Квартира Глезера — он жил в Нью-Джерси, это, в сущности, тоже Нью-Йорк — ничем не отличалась от жилья московского диссидента семидесятых. Америка была для Александра Давидовича чужой, языка он не знал, даже в метро не ездил, если не было денег на такси, отсиживался дома.
Из его дома поездка в центр Нью-Йорка, занимавшая четверть часа, становилась путешествием в другую страну. Нью-Йорк — особое событие, иная планета, не просто понять, но даже разглядеть его — для этого нужна жизнь. При моей привязанности к Парижу и относительно серьезном его знании, определить отношение к городу, который я видел всего несколько дней, просто немыслимо. Хотя воспоминания о книгах Дос Пассоса, многие страницы иной американской прозы, как и поразительные картины Эдварда Хоппера, не говоря об американском кино, полыхали в моей памяти, открывая Нью-Йорк. Я успел его полюбить, скорее, влюбиться в него: темно-зеркальные стены отражающихся друг в друге небоскребов, живое единство рас, бешеная энергия самодостаточной, только американской, только этой, именно нью-йоркской жизни, сумрачное полыхание ноябрьской листвы Сентрал-парка, этот мираж оживших голливудских фильмов, роскошные коллекции музеев, тени доспассосовских героев, океанские пляжи, наконец, ощущение невиданного торжества цивилизации — все это так серьезно, без этого и даже самое приблизительное представление о мире будет иным и неверным.
Письмо из Бразилии. 1992
Вручение Царскосельской премии. 2007
И эти музеи, богатейшие, дивно устроенные, просторные.

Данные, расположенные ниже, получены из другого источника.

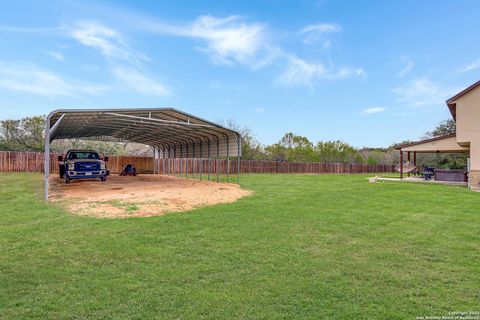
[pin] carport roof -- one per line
(159, 127)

И наш, когда-то эрмитажный «Мецетен» Ватто, о котором я писал десять с лишним лет назад.
Я последний раз увидел там своего дядю Мишу, Михаила Константиновича Клуге. Он был уже тяжело болен, дела его шли плохо, он даже продал или собирался продавать какой-то принадлежавший ему остров. А я вез из Америки в Петербург целый чемодан с едой — сыром, колбасами, копченым мясом, кофе, чаем. Дома продуктов уже почти не было.
В старшем поколении нередкой становилась тяжелая безумная паника. Особенно мучились и боялись те, кто недавно ощущали себя людьми обеспеченными. Огромные вклады, рожденные не столько бережливостью, сколько дефицитом — некуда было тратить, — превращались в пыль. Мне рассказали про некоего отставного генерала, профессора, известного инженера, забившего не только холодильник и морозильную камеру, но и книжные шкафы маслом, крупами, макаронами. Запасы гнили, жучки и крысы радовались.
Лишь в следующем, 1992-м эта сторона жизни решительно (и тоже пугающе) изменилась.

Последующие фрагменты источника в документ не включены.